While these enhancements make CityFHEPS more effective, New Destiny urges the agency to change the CityFHEPS eligibility criteria to ensure timely access and disrupt the shelter-to-shelter cycle; and to protect long-term stability by modifying the income criteria for renewal eligibility.
The proposed amendments require a qualifying shelter stay of 90 days for initial eligibility (§ 10-04). As an organization committed to ending the cycle of domestic violence and homelessness, New Destiny has serious concerns with this criterion. For families that have already gone through the double trauma of abuse and homelessness, this 90-day requirement almost guarantees that families in the DV shelter system waiting for this assistance will need to uproot their family and transfer to another shelter system before becoming eligible. The City’s data on HRA DV emergency shelter exits demonstrates that households, especially families with children, are more likely to transfer from DV emergency shelter to another shelter rather than moving to permanent housing, upon reaching the state-set 90-day limit. The Department of Social Services’ 2020 Annual Report on Exits from NYC Domestic Violence Shelters shows that 53% of the 2,341 families with children that exited the HRA DV emergency shelter were transferred to other shelters. That is 1,241 families with minors that left shelter for yet another shelter.

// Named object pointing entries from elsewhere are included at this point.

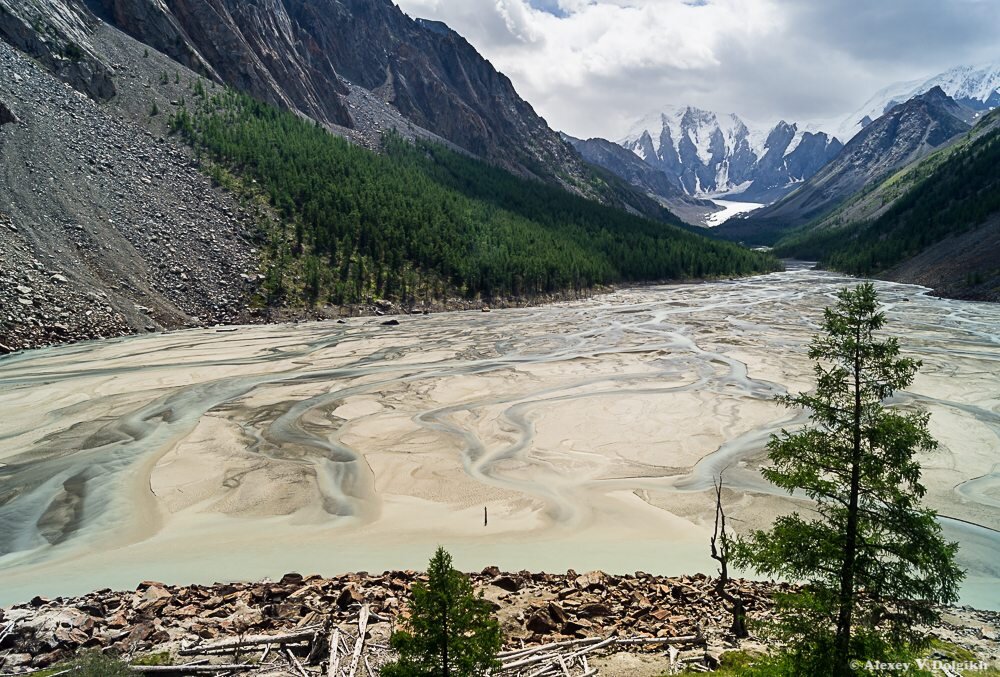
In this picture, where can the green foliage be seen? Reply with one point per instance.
(872, 559)
(421, 221)
(96, 664)
(450, 632)
(948, 194)
(154, 659)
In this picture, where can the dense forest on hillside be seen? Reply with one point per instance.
(949, 198)
(421, 222)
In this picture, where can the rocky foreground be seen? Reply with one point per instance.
(660, 621)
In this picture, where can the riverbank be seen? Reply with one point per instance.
(533, 609)
(589, 432)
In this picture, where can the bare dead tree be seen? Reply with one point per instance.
(720, 553)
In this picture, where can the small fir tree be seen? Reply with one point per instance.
(450, 631)
(873, 561)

HRA can disrupt this unnecessary stream of homeless families into the DHS system by greatly reducing or removing the 90-day qualifying shelter stay requirement. Prioritization should be rooted in the principle of caring for the most vulnerable first, and not an arbitrary amount of time in shelter.
Similarly, under the proposed amendments, households’ total gross income cannot exceed 250% of Federal Poverty Line (FPL) in order to remain eligible for CityFHEPS (§ 10-08). At $32,200 for singles and $54,900 for families of three, 250% FPL is an extremely low income ceiling for a high-cost city, such as New York. This clause will force CityFHEPS recipients to make the impossible choice between earning higher incomes, as they work towards economic stability, and remaining in their homes.
We urge HRA to remove this renewal eligibility requirement and instead allow households to continue to be financially eligible until 30% of their adjusted income equals the total rent amount.
Thank you for the opportunity to submit public comments. I welcome any questions.